Ask whether the patient’s home environment and social circumstances have been assessed, not just their physical function. The predictors the Teng et al. study identified are psychosocial. A purely physical assessment leaves them invisible.

The evidence across home rehabilitation contexts is gathered in the Lifeweavers Knowledge Bank for families working through these decisions.


Frequently Asked Questions About Home Exercise Adherence and Falls Prevention

Why do so many older adults not follow through on their home exercise programme?

The reasons are more varied than most people expect. The Teng et al. (2023) study, which followed older Singaporean adults through a six-week prescribed home exercise programme for falls prevention, found that adherence was not reliably predicted by age, fitness level, or physical function. The significant predictors were psychosocial: medication burden, self-efficacy for exercise, and social support for exercising. Physical difficulty is rarely the primary reason programmes are abandoned — the absence of structured support, and the psychosocial conditions in the home, are more consistently implicated.

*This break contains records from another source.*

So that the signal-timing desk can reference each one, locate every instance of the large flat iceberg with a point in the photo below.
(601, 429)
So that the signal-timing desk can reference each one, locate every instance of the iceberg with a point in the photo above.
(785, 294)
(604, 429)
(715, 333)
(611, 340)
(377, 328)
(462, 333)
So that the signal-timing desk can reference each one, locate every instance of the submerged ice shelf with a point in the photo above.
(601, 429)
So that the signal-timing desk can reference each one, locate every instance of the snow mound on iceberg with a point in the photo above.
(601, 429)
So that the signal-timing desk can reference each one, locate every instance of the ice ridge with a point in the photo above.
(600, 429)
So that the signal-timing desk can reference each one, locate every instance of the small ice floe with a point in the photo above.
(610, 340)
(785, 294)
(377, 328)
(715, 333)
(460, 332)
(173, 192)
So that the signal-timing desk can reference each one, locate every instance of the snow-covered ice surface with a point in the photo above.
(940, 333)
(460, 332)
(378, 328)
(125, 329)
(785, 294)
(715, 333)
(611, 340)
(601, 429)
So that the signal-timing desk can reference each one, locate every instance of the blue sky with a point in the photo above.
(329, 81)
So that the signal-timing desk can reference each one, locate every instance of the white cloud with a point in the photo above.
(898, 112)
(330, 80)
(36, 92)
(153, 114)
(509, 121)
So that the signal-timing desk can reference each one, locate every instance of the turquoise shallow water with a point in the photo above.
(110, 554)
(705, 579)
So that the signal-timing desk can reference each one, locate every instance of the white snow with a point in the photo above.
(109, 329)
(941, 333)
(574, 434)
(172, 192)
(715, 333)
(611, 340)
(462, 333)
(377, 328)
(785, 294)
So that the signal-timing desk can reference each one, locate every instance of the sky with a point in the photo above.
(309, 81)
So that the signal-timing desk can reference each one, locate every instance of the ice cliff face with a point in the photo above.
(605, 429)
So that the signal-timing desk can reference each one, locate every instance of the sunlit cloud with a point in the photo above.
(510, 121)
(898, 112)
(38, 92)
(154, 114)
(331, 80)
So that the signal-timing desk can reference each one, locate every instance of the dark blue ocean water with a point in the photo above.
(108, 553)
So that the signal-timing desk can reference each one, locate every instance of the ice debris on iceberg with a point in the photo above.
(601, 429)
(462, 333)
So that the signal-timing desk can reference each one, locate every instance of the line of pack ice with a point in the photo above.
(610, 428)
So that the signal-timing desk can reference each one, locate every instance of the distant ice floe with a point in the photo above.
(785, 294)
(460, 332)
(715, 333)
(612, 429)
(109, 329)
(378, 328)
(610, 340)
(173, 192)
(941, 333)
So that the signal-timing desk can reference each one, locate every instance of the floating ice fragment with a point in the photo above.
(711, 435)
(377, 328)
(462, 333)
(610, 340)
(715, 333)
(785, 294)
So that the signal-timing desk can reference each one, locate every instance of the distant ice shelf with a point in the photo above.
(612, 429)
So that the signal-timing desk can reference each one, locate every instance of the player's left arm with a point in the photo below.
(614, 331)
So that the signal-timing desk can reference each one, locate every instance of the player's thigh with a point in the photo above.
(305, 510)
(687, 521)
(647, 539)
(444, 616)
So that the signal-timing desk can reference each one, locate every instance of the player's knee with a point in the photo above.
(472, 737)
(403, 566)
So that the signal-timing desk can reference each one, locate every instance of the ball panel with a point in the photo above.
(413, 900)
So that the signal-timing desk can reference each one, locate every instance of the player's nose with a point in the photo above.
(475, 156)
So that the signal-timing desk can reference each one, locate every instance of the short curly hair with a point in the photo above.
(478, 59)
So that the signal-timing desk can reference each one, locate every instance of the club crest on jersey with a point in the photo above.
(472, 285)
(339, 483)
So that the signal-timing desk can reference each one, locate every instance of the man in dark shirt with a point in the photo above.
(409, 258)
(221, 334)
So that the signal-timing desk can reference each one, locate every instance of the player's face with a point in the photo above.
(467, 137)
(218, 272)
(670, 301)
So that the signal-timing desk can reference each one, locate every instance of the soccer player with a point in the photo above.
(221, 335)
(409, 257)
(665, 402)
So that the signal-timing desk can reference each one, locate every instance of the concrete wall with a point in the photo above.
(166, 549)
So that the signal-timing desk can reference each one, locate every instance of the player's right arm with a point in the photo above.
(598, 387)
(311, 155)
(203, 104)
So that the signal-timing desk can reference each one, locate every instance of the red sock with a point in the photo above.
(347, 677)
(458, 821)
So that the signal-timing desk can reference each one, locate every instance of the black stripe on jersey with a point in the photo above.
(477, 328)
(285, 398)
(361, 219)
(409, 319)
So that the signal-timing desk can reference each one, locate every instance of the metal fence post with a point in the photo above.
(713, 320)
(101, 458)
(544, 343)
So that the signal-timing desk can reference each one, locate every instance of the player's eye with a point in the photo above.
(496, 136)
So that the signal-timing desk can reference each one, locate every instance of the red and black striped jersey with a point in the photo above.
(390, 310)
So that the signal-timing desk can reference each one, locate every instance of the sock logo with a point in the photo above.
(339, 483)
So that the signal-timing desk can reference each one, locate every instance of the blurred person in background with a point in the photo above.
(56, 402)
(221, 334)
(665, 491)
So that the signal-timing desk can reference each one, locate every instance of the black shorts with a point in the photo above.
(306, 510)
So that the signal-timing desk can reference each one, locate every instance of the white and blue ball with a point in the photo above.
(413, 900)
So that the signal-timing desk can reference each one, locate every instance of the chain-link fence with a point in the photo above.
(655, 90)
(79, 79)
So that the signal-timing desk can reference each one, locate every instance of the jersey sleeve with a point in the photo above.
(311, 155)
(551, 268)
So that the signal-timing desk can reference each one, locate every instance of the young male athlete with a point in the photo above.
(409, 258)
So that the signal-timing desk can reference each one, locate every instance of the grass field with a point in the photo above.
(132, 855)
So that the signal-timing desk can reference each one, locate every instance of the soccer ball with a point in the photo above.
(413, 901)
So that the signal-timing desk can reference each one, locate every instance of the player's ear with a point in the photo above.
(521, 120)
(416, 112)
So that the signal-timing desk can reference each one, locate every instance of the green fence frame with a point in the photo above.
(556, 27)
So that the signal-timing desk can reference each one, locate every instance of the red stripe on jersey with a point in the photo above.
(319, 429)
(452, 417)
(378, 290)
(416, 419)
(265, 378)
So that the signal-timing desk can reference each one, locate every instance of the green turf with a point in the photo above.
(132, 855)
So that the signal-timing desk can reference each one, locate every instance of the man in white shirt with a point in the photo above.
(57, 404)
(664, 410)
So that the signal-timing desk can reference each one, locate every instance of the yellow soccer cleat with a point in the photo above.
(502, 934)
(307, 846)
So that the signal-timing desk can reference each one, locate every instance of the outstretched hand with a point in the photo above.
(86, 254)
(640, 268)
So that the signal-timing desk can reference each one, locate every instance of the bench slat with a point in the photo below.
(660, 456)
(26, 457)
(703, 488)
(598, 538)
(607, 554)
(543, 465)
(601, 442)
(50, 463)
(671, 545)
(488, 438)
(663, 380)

Does having family at home improve home exercise adherence?

Not automatically. Despite nearly 80% of participants in the Teng et al. study living with a spouse or children, social support scores for exercise averaged only 32% from family members and 26% from friends. Shared living arrangements do not reliably translate into the kind of active, specific, exercise-focused support that predicts adherence. Meaningful support involves being present, informed about the programme, and consistently attentive — not simply being in the same household.

What does an occupational therapist do for falls prevention beyond environmental modifications?

An OT working in the home setting can assess the psychosocial and environmental conditions that determine whether a prescribed rehabilitation programme will actually be sustained. This includes evaluating daily routines, social support structures, self-efficacy patterns, and the physical suitability of the home environment. They can coach family members directly, monitor and progress exercises over time, address declining engagement before it becomes programme abandonment, and adjust the plan as the patient’s circumstances and capacity evolve. The contribution is as much about delivery conditions as it is about programme content.

How much exercise do older adults need for meaningful falls prevention?

The 2019 Cochrane review by Sherrington and colleagues identified that the greatest falls rate reductions came from programmes delivering three or more hours of balance-specific training per week. This is a substantial volume, particularly for older adults managing multiple health conditions — which is why home exercise adherence is not a secondary concern. The clinical benefit the research demonstrates depends on the dose actually being reached and sustained.

Is high confidence about exercising a reliable predictor of follow-through?

Counterintuitively, no. The Teng et al. study found that higher self-efficacy for exercise was associated with lower adherence. One explanation is that highly confident individuals tend to underestimate the external resources — support, monitoring, accountability — that sustained performance over weeks actually requires. Those with lower confidence tend to seek and accept more help, and it is that recruited support that drives follow-through. This does not make confidence unhelpful, but it does mean that an older adult’s confidence in managing independently should not be treated as a reason to reduce engagement or follow-up.

What should I look for in a home rehabilitation programme for falls prevention?

Beyond the qualifications of the treating therapist, the relevant questions are whether the programme includes structured in-home follow-up — not just an initial prescription; whether the patient’s social environment and daily routine have been assessed as part of the plan; whether family members are given specific guidance on how to actively support the programme; and whether there is a mechanism for monitoring and adjusting the exercises as capacity and circumstances change. A programme that relies entirely on patient self-management, with no in-home follow-up component, is asking the patient to carry the full burden of delivery — which the research consistently shows most will not sustain alone.